Question

Question: The average intensity of the solar radiation that strikes normally on a surface just outside Earth’s atmosphere is 1.4kw/m².(a) What radiation pressure P_r is exerted on this surface, assuming complete absorption?(b) For comparison, find the ratio of P_r to Earth’s sea-level atmospheric pressure, which is$\mathbf{\text{1.0}}\mathbf{\times }{\mathbf{\text{10}}}^{\mathbf{\text{5}}}\mathbf{\text{\hspace{0.17em}Pa}}$

Short answer

1. $p_{\text{r}}=4.7\times {10}^{-6}\text{\hspace{0.17em}N}/{\text{m}}^2$
   
2. $\frac{p_r}{P_e}=4.7\times {10}^{-11}$
   

Step-by-step solution

Step 1: Given data

The average intensity of solar radiation is,

$I=1.4\times {10}^3{\text{\hspace{0.17em}W/m}}^{\text{2}}$

Earth’s sea level atmospheric pressure is,

$P_e=1.0\times {10}^5\text{\hspace{0.17em}Pa}$

Determining the concept

Radiation pressure depends upon the intensity of radiation and the speed of light. Radiation pressure is the mechanical pressure exerted upon any surface due to the exchange of momentum between the object and the electromagnetic field. This includes the momentum of light or electromagnetic radiation of any wavelength that is absorbed, reflected, or otherwise emitted by matter on any scale.

Formulae are as follows:

Radiation pressure (P_r):

$p_r=\frac{I}{c}$

Where,$I-\text{intenisity}\left(\frac{\text{W}}{{\text{m}}^{\text{2}}}\right)$, P_r is the radiation pressure, c is the speed of light.

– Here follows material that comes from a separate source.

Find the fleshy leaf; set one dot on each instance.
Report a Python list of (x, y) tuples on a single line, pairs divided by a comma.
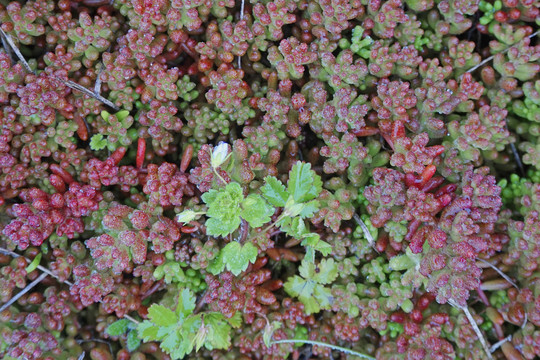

(a) Determining theradiation pressure Pr is exerted on this surface, assuming complete absorption

To find the radiation pressure P_r, we can use the formula as,

$p_r=\frac{I}{c}$

Substitute the values in the above expression, and we get,

$\begin{array}{l}{p}_{\text{r}}=\frac{1400{\text{\hspace{0.17em}W/m}}^{\text{2}}}{3\times {10}^8\text{\hspace{0.17em}m/s}}\\ p_{\text{r}}=4.7\times {10}^{-6}\cdot (\frac{1{\text{\hspace{0.17em}W/m}}^{\text{2}}}{1\text{\hspace{0.17em}m/s}}\times \frac{1\text{\hspace{0.17em}N}\cdot \text{m/s}}{1\text{\hspace{0.17em}W}})\\ p_{\text{r}}=4.7\times {10}^{-6}{\text{\hspace{0.17em}N/m}}^{\text{2}}\end{array}$

Therefore, the radiation pressure is

$p_{\text{r}}=4.7\times {10}^{-6}{\text{\hspace{0.17em}N/m}}^{\text{2}}$

(b) Determining theratio of Pr to Earth’s sea-level atmospheric pressure, which is 1.0×105 Pa for comparison. 

The ratio of pressure P_r to Earth’s sea level atmospheric pressure can be calculated as,

$\begin{array}{l}\frac{p_{\text{r}}}{P_e}=\frac{4.7\times {10}^{-6}}{1\times {10}^5}\\ \frac{p_{\text{r}}}{P_e}=4.7\times {10}^{-11}\end{array}$

Therefore, the ratio of pressure P_r to Earth’s sea level atmospheric pressure is $\frac{p_{\text{r}}}{P_e}=4.7\times {10}^{-11}$.